Thu Feb 7, 2013, 05:16 PM
elleng (49,922 posts)
Justice(s) at Work by Linda Greenhouse
'This column is prompted by the eye-catching headline that appeared two weeks ago: “Share of the Work Force in a Union Falls to a 97-Year Low, 11.3%.” As the article explained, many factors – global, domestic, economic, political – have contributed to the steep decline in the unionized work force, in both the private and public sectors. The trend, while accelerating, isn’t new. And on the surface, certainly, it has little to do with the Supreme Court.
But the story led me to think back to a decision the court issued last June 21. In the breathless run-up to the health-care decision, which came a week later, Knox v. Service Employees International Union didn’t get a great deal of attention. It should have, not so much for what the court actually decided but for what the decision portends for the future of labor law in the hands of an anti-union conservative majority, as well as for the majority’s plan of attack on precedents it finds inconvenient or disagreeable.
The issue in the Knox case seemed narrow, even arcane: whether a public employee union in California had properly handled a temporary dues increase intended to build a war chest to fight anti-union propositions on the state’s 2005 ballot. The specific question was whether employees who were not union members, but who under typical “agency shop” rules paid a fee to support the collective-bargaining work that the union undertook on behalf of all employees, had received an adequate opportunity to object to paying the special dues assessment.
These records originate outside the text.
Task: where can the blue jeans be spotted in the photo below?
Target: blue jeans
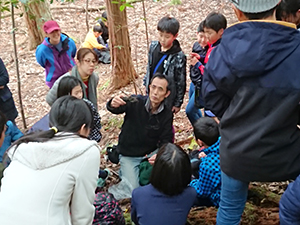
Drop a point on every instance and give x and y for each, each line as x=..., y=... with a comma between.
x=233, y=199
x=193, y=113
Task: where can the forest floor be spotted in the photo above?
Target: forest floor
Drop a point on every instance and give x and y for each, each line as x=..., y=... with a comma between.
x=262, y=206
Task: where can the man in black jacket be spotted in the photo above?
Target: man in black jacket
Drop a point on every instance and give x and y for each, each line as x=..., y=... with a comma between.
x=147, y=125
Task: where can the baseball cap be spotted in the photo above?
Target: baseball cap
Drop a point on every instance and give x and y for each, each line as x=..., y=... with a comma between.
x=50, y=26
x=255, y=6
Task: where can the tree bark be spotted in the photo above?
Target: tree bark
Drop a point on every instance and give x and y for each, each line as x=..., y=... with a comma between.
x=36, y=13
x=123, y=71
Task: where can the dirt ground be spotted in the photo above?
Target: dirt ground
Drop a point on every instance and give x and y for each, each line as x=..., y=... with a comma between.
x=72, y=22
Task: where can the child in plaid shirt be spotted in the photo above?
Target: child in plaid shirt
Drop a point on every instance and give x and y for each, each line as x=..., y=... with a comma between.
x=208, y=185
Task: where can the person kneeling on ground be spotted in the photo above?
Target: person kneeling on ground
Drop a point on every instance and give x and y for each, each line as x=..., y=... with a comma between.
x=57, y=170
x=208, y=185
x=167, y=199
x=147, y=126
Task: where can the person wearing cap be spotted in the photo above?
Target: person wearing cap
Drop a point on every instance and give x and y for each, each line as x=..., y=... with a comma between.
x=56, y=53
x=252, y=83
x=289, y=11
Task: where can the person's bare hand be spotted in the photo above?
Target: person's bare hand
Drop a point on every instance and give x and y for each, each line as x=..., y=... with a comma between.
x=201, y=155
x=151, y=160
x=117, y=101
x=175, y=109
x=193, y=61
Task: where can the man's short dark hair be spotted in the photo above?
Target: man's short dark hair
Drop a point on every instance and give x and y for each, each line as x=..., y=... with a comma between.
x=168, y=24
x=171, y=172
x=287, y=8
x=98, y=28
x=206, y=129
x=261, y=15
x=215, y=21
x=200, y=27
x=161, y=76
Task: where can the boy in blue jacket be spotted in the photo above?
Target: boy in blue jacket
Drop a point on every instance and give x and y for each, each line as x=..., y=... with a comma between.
x=8, y=134
x=56, y=53
x=208, y=185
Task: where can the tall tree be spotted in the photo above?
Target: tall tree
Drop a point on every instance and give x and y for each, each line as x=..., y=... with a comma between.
x=122, y=66
x=35, y=14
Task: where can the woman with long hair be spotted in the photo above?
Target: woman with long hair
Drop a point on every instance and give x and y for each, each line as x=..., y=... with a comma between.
x=167, y=199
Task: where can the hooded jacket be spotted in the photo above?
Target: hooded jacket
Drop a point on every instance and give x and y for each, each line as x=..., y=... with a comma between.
x=174, y=67
x=252, y=82
x=51, y=182
x=92, y=87
x=56, y=63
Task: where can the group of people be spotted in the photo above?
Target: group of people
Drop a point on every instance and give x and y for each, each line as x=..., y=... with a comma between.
x=245, y=78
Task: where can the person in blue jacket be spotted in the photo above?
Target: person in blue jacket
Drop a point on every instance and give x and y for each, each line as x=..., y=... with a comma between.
x=7, y=104
x=208, y=183
x=56, y=53
x=289, y=205
x=167, y=199
x=9, y=133
x=252, y=83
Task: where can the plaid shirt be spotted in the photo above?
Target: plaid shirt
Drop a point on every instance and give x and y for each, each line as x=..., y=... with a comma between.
x=95, y=133
x=209, y=182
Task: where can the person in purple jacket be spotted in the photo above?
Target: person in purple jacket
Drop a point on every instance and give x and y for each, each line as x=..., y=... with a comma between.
x=167, y=199
x=56, y=53
x=289, y=205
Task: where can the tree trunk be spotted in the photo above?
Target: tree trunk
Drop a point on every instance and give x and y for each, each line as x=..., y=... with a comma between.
x=36, y=13
x=122, y=66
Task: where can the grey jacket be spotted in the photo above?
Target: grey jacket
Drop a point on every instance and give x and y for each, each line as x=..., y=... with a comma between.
x=175, y=70
x=93, y=82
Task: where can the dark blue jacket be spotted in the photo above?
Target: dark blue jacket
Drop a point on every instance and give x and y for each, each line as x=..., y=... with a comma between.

Seven justices – all except Stephen G. Breyer and Elena Kagan – agreed that the union’s procedure was inadequate, an outcome of relatively little moment because the union had already returned the money to the objectors and had, in fact, argued that the case was thus moot. But Justice Samuel A. Alito Jr., writing for a five-member majority that included Chief Justice John G. Roberts Jr. and Justices Antonin Scalia, Anthony M. Kennedy, and Clarence Thomas, went beyond the confines of the case to suggest strongly that the decades-old accommodation between union members and non-members in public workplaces violates the First Amendment rights of the non-members.'
Noting that the words “opt in” didn’t even appear in the objecting employees’ brief, Justice Sotomayor said: “To cast serious doubt on longstanding precedent is a step we historically take only with the greatest caution and reticence. To do so, as the majority does, on our own invitation and without adversarial presentation is both unfair and unwise.”
Justice Breyer, joined in his dissenting opinion by Justice Kagan, noted that “the debate about public unions’ collective-bargaining rights is currently intense.” He added, “There is no good reason for the court suddenly to enter the debate, much less now to decide that the Constitution resolves it.”